Em 25 de julho é comemorado o Dia Nacional do Escritor. Na atualidade, o que os autores e as autoras mais têm a celebrar no país? E com o que eles e elas devem se preocupar?

Estamos vivendo um momento único da literatura brasileira. Nunca antes tivemos uma bibliodivesidade como a que temos hoje, com tantas pessoas de origens e realidades diferentes escrevendo e, principalmente, publicando no país. Contraditoriamente este também é um ponto de atenção, pois diversidade é uma palavra que a elite econômica brasileira abomina desde sempre. Precisamos nos preocupar com o desejo crescente de silenciamento e permanência da desigualdade.

Em sua opinião, qual escritor ou escritora merece maior atenção de leitores, leitoras, editoras e da crítica especializada no Brasil?

Acho que o mercado editorial precisa prestar mais atenção aos escritores e escritoras fora de grandes eixos fora do Sudeste.
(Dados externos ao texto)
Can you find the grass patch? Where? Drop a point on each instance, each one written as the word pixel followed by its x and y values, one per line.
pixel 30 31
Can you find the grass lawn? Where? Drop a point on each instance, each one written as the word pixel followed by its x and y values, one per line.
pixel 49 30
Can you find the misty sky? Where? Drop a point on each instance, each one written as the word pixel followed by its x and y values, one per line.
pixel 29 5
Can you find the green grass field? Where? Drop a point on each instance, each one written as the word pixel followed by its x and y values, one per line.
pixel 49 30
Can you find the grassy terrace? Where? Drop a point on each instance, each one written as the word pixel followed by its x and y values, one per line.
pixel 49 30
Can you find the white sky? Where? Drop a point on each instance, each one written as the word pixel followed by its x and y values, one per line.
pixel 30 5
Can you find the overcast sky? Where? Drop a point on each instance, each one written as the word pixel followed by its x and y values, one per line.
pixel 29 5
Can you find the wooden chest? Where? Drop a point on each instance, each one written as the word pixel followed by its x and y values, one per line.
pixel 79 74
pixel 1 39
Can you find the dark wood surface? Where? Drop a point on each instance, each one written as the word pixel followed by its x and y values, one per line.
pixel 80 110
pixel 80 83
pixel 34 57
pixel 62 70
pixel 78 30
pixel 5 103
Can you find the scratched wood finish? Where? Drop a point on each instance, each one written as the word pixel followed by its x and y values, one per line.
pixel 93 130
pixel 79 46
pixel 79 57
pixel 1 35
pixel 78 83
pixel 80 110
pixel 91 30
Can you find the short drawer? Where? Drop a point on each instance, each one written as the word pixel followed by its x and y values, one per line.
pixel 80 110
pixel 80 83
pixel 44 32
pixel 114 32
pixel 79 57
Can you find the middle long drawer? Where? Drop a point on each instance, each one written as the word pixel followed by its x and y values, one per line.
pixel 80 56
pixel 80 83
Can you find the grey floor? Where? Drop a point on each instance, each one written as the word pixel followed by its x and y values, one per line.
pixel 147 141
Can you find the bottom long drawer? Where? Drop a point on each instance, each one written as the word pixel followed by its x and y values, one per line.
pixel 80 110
Tem gente boa demais neste continente chamado Brasil.

Qual foi o melhor conselho que você já recebeu no meio literário? E o pior?

O pior conselho veio de uma chefe no trabalho, que era crítica de cultura: “Navegue este barco devagar. Ninguém se interessa por literatura e muito menos por estes assuntos que você escreve”.

O melhor conselho quem me deu foi Vagner Amaro, da Editora Malê: “Vi que você tem muitos contos espalhados por aí. Reúna, faça outros e vamos fazer um livro. Você vai ganhar um prêmio”. Ganhei o Prêmio Jabuti de contos de 2022.

O que move sua escrita?

Uma vontade gigante de descoberta cada vez mais profunda de quem sou e onde estou. Uma vontade de descobrir e contar boas e desconhecidas (ou pouco relatadas em livros de ficção) histórias. Uma ilusão de conseguir subverter o tempo.

 

Bruno Inácio é jornalista, mestre em comunicação e autor de “Desprazeres existenciais em colapso” (Patuá) e “Desemprego e outras heresias” (Sabiá Livros). É colaborador do Jornal Rascunho e da São Paulo Review e tem textos publicados em veículos como Le Monde Diplomatique, Rolling Stone Brasil e Estado de Minas.